Scientific classification
- Kingdom: Animalia
- Phylum: Chordata
- Class: Aves
- Order: Passeriformes
- Family: Passerellidae
- Genus: Atlapetes
- Species: A. forbesi
- Binomial name: Atlapetes forbesi Morrison, 1947

= Apurímac brushfinch =

- Genus: Atlapetes
- Species: forbesi
- Authority: Morrison, 1947
- Conservation status: LC

Species of bird

The Apurimac brushfinch (Note: The IOC and other taxonomic systems spell the English name with no diacritics. The IOC is the Wikipedia standard for bird names.) (Atlapetes forbesi) is a species of bird in the family Passerellidae, the New World sparrows. It is endemic to Peru.

==Taxonomy and systematics==

The Apurimac brushfinch was formally described by Alastair Morrison in 1947 as a subspecies of the rufous-eared brushfinch with the trinomial Atlapetes rufigenis forbesi. The specific epithet honors Sir Courtenay Forbes, a former British ambassador to Peru, who aided Morrison during his travels in the country. The species' English name comes from the Department of Apurimac, where the type specimen was collected. It was recognized as a full species, and not closely related to the rufous-eared brushfinch, early in the twenty-first century.

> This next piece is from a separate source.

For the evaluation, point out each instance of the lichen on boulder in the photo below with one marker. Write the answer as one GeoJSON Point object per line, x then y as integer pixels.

The Apurimac brushfinch is monotypic.

==Description==

The Apurimac brushfinch is 18 to 19 cm long and weighs about 40 to 43 g. The sexes have the same plumage. Adults have a mostly rufous head and nape with a black forehead, lores, and area around the eye. They have a white patch above the lores and a white lower cheek with a thin black line below it. Their upperparts are gray; their wings and tail are slightly more blackish with white showing on the bend of the folded wing. Their throat is white and their underparts mostly gray with a whitish center to the belly. They have a brown iris, a long blackish bill, and dark grayish legs and feet. Juveniles have a mostly brownish face and upperparts, a whitish throat, and a mottled brown breast and flanks.

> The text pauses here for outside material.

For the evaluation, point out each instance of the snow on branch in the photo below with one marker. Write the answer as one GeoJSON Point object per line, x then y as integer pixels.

==Distribution and habitat==

The Apurimac brushfinch is found in south-central Peru from far east-central Ayacucho Department east through much of Apurimac Department slightly into west-central Cuzco Department. It inhabits montane scrublands and Polylepis woodlands in the intermontane valleys. One source states it ranges in elevation between 2700 and 4100 m and another says between 2700 and 4600 m.

==Behavior==
===Movement===

The Apurimac brushfinch is a year-round resident.

===Feeding===

The Apurimac brushfinch's diet has not been studied. It forages on the ground or slightly above it in vegetation.

===Breeding===

The Apurimac brushfinch's breeding season has not been defined but spans at least from March to May. Nothing else is known about the species' breeding biology.

===Vocalization===

The Apurimac brushfinch's song is "a hesitant series of thin whistles and slow trills, for example: tchip TSEEW! tchi pi-pi". Excited pairs duet with "high musical chatters ending with ti'ti'ti'ti tooee tooee tooee tooee". The species' call is "high pi notes".

==Status==

The IUCN has assessed the Apurimac brushfinch as being of Least Concern. It has a restricted range; its population size is not known and is believed to be decreasing. "Deforestation is a threat, as Podocarpus trees continue to be cut on the Nevada Ampay in Apurímac, north of Abancay...The Podocarpus forest in the Nevada Ampay is protected as the Ampay National Sanctuary, and reforestation is underway, but threats to the forest are yet to be alleviated." It is considered "fairly common" or "locally common".